If you think all-season tires are as effective as those specifically designed to handle snow and ice; think again. “All-season” tires have been around since the introduction of the Goodyear Tiempo all-season tire in 1977. Today, all-season tires are found on nearly every new vehicle sold in the U.S., and they account for the vast majority of replacement tires.
Although all-season tires are purportedly as safe and effective as tires designed specifically for driving on snow and ice, the fact is they lack the traction of snow tires.
In December of 2011, Popular Mechanics conducted a head-to-head comparison of all-season and snow tires on the icy roads of northern Minnesota. The test was conducted at the Automotive Enviro Testing in Baudette, Minnesota which serves as the winter testing ground for many large automakers. In addition to comparing all-season and snow tires, researchers also tested the widely-held belief that all-wheel-drive is a suitable substitute for snow tires.
Researchers compared the acceleration, hill climbing, braking and turning ability of a front-wheel drive 2011 four-cylinder Chevrolet Equinox and an otherwise identical all-wheel-drive model. Both vehicles subjected to numerous tests – first with Goodyear all-season tires and then with Goodyear snow tires. The same driver performed all of the test drives and data was collected using the industry standard VBOX data logger.

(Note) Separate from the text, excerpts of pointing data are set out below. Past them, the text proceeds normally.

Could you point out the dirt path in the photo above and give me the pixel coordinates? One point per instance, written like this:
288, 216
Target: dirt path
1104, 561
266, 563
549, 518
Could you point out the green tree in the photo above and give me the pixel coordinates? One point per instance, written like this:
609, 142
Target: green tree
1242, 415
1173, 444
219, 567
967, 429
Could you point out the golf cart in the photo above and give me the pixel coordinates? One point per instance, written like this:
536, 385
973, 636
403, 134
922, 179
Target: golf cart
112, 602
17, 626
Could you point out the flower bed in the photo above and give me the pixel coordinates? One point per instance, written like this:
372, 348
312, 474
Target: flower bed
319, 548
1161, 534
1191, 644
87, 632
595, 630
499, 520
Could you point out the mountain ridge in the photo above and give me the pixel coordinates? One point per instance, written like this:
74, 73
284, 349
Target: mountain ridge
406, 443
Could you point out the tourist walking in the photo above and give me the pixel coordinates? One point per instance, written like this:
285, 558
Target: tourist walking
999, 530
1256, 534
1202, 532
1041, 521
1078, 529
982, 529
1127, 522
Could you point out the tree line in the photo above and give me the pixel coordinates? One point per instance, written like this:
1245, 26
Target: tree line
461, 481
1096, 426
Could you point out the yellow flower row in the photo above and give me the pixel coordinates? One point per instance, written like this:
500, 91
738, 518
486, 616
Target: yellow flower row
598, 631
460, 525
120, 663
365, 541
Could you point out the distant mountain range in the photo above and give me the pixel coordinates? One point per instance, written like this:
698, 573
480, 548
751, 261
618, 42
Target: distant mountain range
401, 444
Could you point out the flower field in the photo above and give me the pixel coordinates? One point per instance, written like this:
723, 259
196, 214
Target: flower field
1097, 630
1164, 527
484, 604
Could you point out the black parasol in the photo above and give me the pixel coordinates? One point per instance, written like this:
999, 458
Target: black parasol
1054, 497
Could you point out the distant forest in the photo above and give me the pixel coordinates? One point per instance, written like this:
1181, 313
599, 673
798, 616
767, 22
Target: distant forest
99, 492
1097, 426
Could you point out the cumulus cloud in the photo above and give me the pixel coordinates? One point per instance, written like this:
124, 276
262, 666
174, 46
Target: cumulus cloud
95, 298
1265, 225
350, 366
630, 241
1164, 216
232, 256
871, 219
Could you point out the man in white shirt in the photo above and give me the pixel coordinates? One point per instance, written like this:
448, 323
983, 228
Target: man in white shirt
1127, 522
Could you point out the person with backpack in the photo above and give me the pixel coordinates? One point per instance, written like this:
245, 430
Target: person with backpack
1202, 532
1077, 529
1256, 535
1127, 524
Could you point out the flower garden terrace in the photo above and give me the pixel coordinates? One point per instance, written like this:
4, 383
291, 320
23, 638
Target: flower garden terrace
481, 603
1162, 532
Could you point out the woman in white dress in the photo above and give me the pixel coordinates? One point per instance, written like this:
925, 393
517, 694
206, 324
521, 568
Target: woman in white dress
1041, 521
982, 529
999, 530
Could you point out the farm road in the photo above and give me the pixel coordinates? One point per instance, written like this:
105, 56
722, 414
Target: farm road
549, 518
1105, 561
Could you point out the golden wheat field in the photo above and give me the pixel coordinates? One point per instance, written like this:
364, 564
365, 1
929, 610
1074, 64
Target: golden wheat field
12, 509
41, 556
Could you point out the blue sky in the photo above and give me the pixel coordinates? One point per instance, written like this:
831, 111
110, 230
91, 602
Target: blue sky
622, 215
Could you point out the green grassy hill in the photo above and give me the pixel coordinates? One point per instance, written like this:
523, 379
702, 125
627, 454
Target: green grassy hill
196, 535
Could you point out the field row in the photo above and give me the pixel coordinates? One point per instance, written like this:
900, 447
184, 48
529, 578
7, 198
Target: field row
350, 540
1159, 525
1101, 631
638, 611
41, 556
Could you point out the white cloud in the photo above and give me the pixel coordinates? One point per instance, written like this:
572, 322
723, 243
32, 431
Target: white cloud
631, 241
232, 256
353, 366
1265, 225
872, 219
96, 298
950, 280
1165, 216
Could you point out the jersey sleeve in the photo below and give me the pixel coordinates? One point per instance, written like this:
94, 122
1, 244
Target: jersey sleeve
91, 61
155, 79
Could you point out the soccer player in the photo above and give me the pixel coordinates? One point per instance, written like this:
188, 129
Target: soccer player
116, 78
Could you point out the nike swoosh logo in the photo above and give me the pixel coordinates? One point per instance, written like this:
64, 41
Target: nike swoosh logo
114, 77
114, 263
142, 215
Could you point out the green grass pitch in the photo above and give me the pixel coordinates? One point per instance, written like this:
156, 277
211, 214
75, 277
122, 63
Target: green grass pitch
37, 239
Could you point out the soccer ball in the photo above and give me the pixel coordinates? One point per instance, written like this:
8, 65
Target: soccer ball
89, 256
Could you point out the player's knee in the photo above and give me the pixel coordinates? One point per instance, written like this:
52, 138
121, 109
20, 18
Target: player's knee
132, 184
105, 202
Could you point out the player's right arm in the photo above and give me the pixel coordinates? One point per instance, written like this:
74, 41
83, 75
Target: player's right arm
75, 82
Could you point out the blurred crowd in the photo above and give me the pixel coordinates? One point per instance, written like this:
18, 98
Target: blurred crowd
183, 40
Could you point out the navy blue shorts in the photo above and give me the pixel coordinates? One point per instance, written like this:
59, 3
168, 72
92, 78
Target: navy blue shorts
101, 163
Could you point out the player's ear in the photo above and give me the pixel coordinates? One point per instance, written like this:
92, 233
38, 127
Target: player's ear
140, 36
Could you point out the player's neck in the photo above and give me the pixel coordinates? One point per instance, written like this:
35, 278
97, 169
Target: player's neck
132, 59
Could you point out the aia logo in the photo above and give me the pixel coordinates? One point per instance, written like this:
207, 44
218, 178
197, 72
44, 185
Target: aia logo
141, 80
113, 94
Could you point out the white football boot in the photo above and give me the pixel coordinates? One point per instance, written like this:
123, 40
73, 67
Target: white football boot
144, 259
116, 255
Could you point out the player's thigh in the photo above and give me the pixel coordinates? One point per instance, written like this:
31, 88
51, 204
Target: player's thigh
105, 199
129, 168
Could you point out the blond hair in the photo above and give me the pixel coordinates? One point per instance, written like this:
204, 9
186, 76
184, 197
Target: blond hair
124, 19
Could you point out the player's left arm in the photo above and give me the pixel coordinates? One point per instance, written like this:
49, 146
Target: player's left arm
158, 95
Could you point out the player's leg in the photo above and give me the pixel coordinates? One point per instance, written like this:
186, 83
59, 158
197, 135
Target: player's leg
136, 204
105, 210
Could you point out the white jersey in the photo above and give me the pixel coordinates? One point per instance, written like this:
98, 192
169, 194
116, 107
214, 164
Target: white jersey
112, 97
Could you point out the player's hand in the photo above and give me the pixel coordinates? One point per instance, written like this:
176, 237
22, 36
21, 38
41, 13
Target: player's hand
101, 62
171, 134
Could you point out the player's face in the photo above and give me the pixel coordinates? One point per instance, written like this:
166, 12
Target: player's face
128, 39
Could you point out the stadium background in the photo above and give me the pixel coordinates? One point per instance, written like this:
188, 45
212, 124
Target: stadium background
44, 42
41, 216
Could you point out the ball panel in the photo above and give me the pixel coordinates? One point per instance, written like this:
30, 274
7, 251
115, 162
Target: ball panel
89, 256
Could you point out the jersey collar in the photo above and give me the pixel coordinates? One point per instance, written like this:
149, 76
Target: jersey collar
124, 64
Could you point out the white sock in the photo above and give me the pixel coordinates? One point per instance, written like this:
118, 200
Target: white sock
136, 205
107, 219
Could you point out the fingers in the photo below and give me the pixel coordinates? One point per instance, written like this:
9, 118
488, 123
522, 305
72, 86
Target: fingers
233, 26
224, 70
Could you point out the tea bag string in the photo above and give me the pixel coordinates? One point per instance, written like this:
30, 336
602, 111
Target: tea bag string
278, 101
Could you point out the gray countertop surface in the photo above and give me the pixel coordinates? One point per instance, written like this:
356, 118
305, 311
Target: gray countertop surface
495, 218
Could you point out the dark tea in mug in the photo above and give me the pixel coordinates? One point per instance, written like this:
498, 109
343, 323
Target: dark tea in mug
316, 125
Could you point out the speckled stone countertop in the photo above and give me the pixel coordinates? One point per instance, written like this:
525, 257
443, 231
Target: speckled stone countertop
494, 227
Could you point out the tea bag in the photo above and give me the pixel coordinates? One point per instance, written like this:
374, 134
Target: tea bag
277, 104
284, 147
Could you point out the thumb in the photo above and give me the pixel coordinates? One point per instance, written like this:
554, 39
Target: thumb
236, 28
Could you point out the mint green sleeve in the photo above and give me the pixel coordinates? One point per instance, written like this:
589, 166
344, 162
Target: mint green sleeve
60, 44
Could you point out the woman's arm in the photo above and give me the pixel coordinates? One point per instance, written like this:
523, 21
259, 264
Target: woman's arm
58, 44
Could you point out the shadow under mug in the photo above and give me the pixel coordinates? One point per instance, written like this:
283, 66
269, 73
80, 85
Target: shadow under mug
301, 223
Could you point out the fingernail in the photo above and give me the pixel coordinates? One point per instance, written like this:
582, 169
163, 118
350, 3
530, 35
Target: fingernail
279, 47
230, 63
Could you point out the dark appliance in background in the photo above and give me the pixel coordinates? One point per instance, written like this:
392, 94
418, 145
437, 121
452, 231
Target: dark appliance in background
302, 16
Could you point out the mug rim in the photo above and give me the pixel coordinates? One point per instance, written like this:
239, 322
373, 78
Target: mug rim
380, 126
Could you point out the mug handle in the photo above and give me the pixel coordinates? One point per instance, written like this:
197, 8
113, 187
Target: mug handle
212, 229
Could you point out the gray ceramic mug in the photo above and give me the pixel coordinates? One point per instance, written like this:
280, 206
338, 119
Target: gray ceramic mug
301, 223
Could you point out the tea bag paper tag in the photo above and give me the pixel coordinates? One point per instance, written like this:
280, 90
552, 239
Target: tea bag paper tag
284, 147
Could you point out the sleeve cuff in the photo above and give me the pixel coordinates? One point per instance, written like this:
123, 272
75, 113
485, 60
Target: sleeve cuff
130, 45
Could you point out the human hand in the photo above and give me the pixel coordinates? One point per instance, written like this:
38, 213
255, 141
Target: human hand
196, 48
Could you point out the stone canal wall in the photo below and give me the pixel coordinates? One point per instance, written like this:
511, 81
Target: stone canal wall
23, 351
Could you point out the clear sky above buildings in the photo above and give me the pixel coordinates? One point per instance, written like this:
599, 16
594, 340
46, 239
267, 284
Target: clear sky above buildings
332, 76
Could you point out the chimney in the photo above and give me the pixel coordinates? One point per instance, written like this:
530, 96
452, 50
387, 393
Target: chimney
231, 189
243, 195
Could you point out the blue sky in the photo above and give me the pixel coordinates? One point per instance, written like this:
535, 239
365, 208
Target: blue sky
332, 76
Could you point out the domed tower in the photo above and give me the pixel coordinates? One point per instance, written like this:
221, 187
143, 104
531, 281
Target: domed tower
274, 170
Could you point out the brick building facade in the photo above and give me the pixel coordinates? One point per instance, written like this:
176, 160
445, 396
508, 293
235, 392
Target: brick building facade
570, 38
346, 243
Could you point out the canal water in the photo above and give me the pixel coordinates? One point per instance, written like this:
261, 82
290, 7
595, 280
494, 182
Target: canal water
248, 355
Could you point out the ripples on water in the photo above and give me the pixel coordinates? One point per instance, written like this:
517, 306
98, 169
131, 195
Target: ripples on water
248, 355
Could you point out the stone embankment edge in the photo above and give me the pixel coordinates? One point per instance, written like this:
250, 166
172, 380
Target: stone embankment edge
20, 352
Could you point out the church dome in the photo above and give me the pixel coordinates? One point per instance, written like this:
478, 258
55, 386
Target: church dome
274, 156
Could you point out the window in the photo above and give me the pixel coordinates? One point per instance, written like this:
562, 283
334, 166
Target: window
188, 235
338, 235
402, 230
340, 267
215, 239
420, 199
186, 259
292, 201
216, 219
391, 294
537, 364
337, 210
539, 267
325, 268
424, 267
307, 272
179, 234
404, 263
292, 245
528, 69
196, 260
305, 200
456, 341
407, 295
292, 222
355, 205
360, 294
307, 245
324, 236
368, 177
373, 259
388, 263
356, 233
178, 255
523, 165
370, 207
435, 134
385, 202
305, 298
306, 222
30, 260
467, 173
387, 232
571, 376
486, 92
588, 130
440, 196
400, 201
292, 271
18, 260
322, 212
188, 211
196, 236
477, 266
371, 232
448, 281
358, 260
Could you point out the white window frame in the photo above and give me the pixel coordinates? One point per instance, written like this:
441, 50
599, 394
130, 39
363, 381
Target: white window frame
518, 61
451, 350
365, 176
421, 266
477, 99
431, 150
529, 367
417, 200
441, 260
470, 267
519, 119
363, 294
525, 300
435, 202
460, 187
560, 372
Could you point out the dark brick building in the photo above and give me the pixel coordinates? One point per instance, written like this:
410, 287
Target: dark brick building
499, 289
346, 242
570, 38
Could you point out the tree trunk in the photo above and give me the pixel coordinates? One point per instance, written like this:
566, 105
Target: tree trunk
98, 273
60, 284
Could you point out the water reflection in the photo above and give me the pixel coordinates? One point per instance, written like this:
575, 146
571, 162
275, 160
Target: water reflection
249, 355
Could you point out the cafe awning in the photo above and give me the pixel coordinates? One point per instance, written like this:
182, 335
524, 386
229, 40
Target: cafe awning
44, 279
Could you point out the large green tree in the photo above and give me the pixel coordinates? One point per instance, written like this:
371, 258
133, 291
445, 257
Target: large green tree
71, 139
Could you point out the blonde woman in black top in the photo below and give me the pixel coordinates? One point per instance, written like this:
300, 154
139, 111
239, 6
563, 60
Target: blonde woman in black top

Popular Mechanics found that, “In a contest between all-season and winter tires driven on snow and ice, the latter won the day. Although the year-round rubber performed admirably, it’s clear in all situations that with either FWD or AWD there’s a substantial advantage to having proper rubber under you. The results were especially striking during braking and cornering, when snow tires improved performance by up to 5 percent and 20 percent, respectively.”
It also provided some basic guidelines concerning all-season and snow tires.
Basically, if you live in an area that typically receives moderate to substantial amounts of snow and ice over the course of the year, investing in a set of four snow tires makes sense. Trying to get by with only two snow tires mounted on the drive wheels can cause your vehicle to handle unpredictably. As with all-season tires, proper inflation is essential in order for your snow tires to perform properly.
Snow tires are made from a softer rubber and wear faster than all-season tires in warmer temperatures, so they should only be used from around Thanksgiving to around Eastertime. To reduce oxidation when your snow tires are not in use, store them in black plastic in a cool, dry area.
If the expense of investing in snow tires seems excessive, remember by swapping out your all-season tires for part of the year, you’re actually prolonging their useful life.